Un esempio ancora più semplice riguarda l’uso stesso del telefono. Immaginiamo di appartenere al gruppo di quelli che, preoccupati per la loro privacy, non vogliono far sapere a Google dove si trovano e perciò decidono di staccare i loro telefoni quando si riuniscono. Queste persone hanno delle relazioni fra loro, sono collegate fra loro. Se una sera tutti i loro telefoni risultano staccati e irraggiungibili, è ragionevole dedurre che sono collegate fra loro da questo evento.

Per fare un passo ulteriore, al limite della fantascienza, possiamo domandarci che tipo di intelligenza sia un’intelligenza come quella che manifesta Google. Un’intelligenza per la quale ogni segno, segnale, dettaglio è degno di nota, registrato, analizzato e messo in correlazione con altri segni, segnali, dettagli.

Ammesso e non concesso che si tratti di intelligenza, è un tipo di intelligenza paranoica.

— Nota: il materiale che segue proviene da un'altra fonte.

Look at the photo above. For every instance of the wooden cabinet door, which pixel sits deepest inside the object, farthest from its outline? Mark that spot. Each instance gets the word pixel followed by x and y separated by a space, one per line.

La paranoia è una semiosi infinita. Nella paranoia, come affermava Lacan, «tutto è segno». L’esperienza paranoica del mondo consiste nel porre il significato dappertutto.

Certo, non è Google a porre il significato: lui immagazzina, analizza e categorizza. Sono le persone che lo utilizzano a instaurare significati. E però viene da domandarsi se un pizzico di paranoia non sia già propria di un sistema che tende a trasformare ogni evento in informazione da registrare, quasi volesse prevenire ogni futura correlazione di senso.